Augoeides

Friday, June 17, 2011

Badass Lasers?

Some days it seems like every single Hollywood movie presents magick as a power that first and foremost lets you emit beams of laser light from your fingertips. So far I've never met an occultist who could accomplish that particular feat using spells or any other magical technique. However, two Harvard scientists, Malte Gather and Seok-Hyun Yun, have recently managed to get one step closer to doing it using the power of advanced bioengineering.

For the experiment in question, Gather and Yun engineered cells from a human kidney to produce a molecule called green fluorescent protein. GFP is the compound that allows certain species of jellyfish to naturally glow under water (a process called "bioluminescence"). The Harvard researchers triggered the fluorescent phenomenon in GFP-engineered cells by shooting low-energy pulses of blue light at them. And, by positioning the cells between two microscopic mirrors, they were able to harness the resulting light, "amplifying the emission from the GFP to a coherent green beam." A laser beam.

Beyond the immediate "wow" factor at play, bio-lasers have myriad potential benefits, according to Gather and Yun. For one: Researchers could learn far more about the composition of living cells by lighting them, organically, from the inside out. Additionally, while normal lasers typically degenerate over time, these engineered cells could continually manufacture the GFP molecule, in effect becoming "self-healing lasers." And -- venturing even further into the realm traditionally reserved for science fiction -- bio-lasers could play a major role in allowing people to control electronics with their brains. (Gather calls this a "direct human-to-machine interface.")

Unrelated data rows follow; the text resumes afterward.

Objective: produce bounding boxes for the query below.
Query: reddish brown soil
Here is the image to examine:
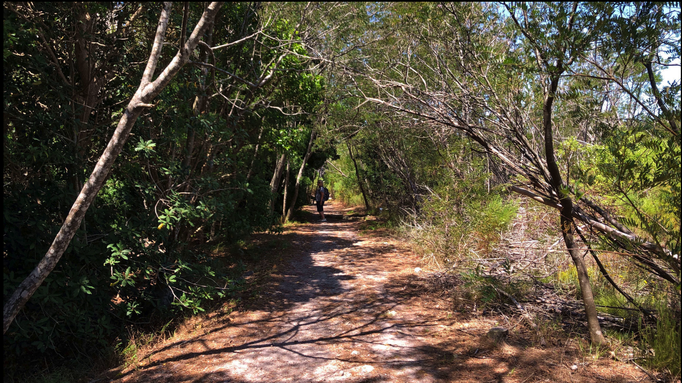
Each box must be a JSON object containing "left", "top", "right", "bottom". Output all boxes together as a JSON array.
[{"left": 109, "top": 203, "right": 648, "bottom": 383}]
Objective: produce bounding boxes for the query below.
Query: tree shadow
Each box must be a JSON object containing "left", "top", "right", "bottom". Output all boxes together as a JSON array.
[{"left": 105, "top": 202, "right": 629, "bottom": 383}]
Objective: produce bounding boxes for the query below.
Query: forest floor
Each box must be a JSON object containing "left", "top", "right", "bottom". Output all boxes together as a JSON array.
[{"left": 101, "top": 201, "right": 648, "bottom": 383}]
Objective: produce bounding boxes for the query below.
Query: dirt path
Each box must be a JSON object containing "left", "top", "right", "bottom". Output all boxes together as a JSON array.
[{"left": 107, "top": 203, "right": 644, "bottom": 383}]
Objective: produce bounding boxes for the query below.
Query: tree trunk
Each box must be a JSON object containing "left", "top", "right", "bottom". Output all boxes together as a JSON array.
[
  {"left": 284, "top": 130, "right": 315, "bottom": 222},
  {"left": 542, "top": 71, "right": 606, "bottom": 344},
  {"left": 3, "top": 2, "right": 221, "bottom": 334},
  {"left": 346, "top": 141, "right": 370, "bottom": 211},
  {"left": 246, "top": 123, "right": 263, "bottom": 182},
  {"left": 270, "top": 153, "right": 287, "bottom": 214},
  {"left": 282, "top": 159, "right": 291, "bottom": 221}
]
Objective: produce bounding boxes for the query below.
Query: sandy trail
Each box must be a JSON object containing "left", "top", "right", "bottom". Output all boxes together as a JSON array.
[{"left": 109, "top": 203, "right": 642, "bottom": 383}]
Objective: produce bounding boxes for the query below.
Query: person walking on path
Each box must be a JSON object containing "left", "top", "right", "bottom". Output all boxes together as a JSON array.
[{"left": 315, "top": 180, "right": 329, "bottom": 222}]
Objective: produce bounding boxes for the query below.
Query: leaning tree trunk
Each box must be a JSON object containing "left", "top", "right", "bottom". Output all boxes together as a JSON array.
[
  {"left": 346, "top": 142, "right": 370, "bottom": 211},
  {"left": 284, "top": 130, "right": 315, "bottom": 222},
  {"left": 270, "top": 153, "right": 287, "bottom": 214},
  {"left": 542, "top": 73, "right": 606, "bottom": 344},
  {"left": 282, "top": 159, "right": 291, "bottom": 221},
  {"left": 3, "top": 2, "right": 222, "bottom": 334}
]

Maybe most promising, however: the Harvard physicists say that the technology could be used to help destroy cancer. While lasers are already used in certain treatments to battle malignant tumors, the ability to aggressively and precisely target cancerous cells from deep within the affected body tissue -- using bio-lasers -- would represent a major breakthrough in oncology.

None of this, by the way, means you're any closer to shooting laser beams from your eyes.

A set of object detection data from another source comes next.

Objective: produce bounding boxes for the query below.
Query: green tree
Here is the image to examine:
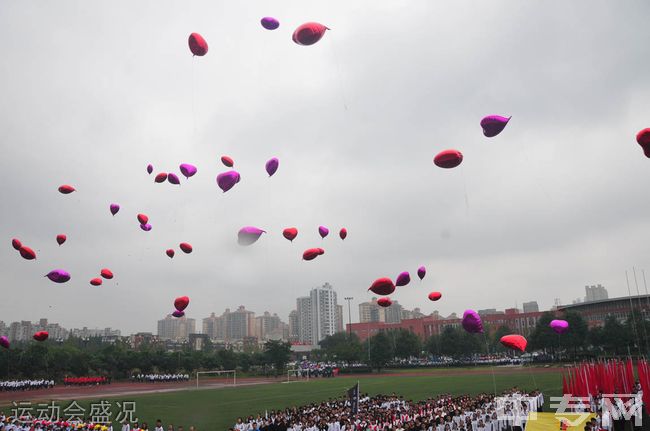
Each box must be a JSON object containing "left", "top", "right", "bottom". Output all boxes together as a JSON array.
[
  {"left": 319, "top": 332, "right": 363, "bottom": 362},
  {"left": 368, "top": 331, "right": 394, "bottom": 372},
  {"left": 263, "top": 340, "right": 291, "bottom": 373},
  {"left": 528, "top": 311, "right": 558, "bottom": 352}
]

The thing is, that last statement is where the article gets it wrong. Now that we know how to engineer kidney cells to produce laser-emitting proteins, there's no reason that we couldn't do the same thing with cells in the eye. And while tiny individual eye cells each producing its own laser light is a far cry from the sort of comic book eye lasers that can be used as effective weapons, you have to admit such weapons are at least not quite as far off as they were before this breakthrough.